Two people stood at the entrance to the hall leading to the bathroom, seemingly guarding the entrance on either side. Their bodies were covered in tattoos, their hair in a fashion that could only be described as punk. But their faces held the expressions of someone you would want to meet, full of joy and happiness, and of someone who would surely accept anyone from all walks of life. And they smiled at me as they continued talking in an excited fashion. But they did not use their lips or their voices, they used their hands. The only sound was the clanking of glasses, the music at a low hum, the hiss from the espresso machine. But a bubble was present around them, their meaning expressed through excited gestures, an occasional laugh escaping from their smiling mouths. And all noises seemed to disappear as their conversation seemed to be the loudest one in the room. I ducked underneath the conversation to wait outside the occupied restroom. And I tried not to be obvious in my interest of their dancing fingers, the rapid movements in their hands in the language that was a mystery to me.

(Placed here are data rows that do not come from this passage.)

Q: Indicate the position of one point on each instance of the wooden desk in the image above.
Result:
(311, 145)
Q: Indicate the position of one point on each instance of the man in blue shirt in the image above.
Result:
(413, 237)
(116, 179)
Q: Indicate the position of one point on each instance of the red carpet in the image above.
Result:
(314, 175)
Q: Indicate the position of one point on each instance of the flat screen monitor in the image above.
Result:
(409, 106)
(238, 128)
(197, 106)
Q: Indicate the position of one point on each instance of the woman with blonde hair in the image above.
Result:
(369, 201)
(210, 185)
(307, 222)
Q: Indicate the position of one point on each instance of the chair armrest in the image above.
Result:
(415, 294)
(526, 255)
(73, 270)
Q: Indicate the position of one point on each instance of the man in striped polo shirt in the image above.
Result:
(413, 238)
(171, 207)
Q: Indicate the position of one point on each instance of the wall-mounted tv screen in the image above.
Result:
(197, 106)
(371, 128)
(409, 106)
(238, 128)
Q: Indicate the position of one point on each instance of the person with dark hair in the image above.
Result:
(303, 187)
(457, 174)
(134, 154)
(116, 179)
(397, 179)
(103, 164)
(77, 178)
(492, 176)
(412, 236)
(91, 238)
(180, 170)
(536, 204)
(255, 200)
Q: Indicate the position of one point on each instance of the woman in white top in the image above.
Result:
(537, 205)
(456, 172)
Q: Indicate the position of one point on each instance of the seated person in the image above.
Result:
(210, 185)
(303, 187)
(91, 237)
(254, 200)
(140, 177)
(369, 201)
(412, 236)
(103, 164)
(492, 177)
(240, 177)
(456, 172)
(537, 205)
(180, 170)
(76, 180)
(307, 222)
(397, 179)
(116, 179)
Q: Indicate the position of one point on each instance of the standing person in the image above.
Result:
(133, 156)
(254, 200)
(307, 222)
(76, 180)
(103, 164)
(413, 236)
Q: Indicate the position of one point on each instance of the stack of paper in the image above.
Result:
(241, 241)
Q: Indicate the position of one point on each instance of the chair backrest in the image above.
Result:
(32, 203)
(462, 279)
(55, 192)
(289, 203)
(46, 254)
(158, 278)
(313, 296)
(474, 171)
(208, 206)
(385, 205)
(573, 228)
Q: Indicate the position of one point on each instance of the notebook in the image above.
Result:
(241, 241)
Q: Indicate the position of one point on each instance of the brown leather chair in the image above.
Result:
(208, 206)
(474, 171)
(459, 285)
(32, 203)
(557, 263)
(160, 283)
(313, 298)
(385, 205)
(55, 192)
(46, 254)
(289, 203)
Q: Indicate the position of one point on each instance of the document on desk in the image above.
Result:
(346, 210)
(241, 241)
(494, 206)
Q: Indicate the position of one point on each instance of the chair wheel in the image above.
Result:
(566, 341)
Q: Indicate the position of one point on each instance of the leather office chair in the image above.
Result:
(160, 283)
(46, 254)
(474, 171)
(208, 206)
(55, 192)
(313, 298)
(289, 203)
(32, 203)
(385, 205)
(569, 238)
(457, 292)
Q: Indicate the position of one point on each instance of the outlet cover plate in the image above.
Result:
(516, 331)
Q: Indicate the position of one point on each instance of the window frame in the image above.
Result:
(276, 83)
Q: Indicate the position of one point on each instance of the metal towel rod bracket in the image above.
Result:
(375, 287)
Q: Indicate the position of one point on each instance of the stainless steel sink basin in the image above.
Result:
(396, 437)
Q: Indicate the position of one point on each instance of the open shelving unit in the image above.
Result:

I watched out of the corner of my eye, trying to appear fascinated by the bulletins on the wall, but really I was fascinated by the grace they possessed. And as the woman in the restroom came out, our eyes caught and we smiled, and it was almost like we both knew that silence was necessary, not wanting to break the magic spell these two beautiful creatures had over anyone who happened to be witness to their exchange.

...

A friend once wrote of her experience at a party, where she was the only person that could hear the deafening music, the rest of the guests only able to feel the bouncing rhythm that shook the whole room. The cops finally came and told the guests that they would have to turn down the music. And the room no longer shook, the guests unable to dance for they could no longer "hear" the music. Confused hands moved in a fury of motion as the situation was explained to those who couldn't understand the sudden change. And the birthday girl stood up, an interpreter beside her to communicate what she was signing.

"I can't hear the music...I can feel the music....so can everyone stand up and close their eyes and feel their heart beats...and dance to your heart beat......"

And my friend was moved in awe as the silent party continued to dance with no sound whatsoever, but all in a movement that blended as one, and was reminded again of the wonderful connection we all share as many different people combined as one.

...

When I left the restroom, the couple was gone. But a second couple waited at a table with their son. They, too, were decorated in tattoos. Their son, no older than 4, sported a punkish mohawk and an innocent face. And they too knew this foreign language, their young son contributing to the conversation in a delicate movement of his hands. And I wanted to cry at the beauty of it all, wishing in that moment I could take away my gift of sound to join their beautiful world of dancing hands and silent laughter.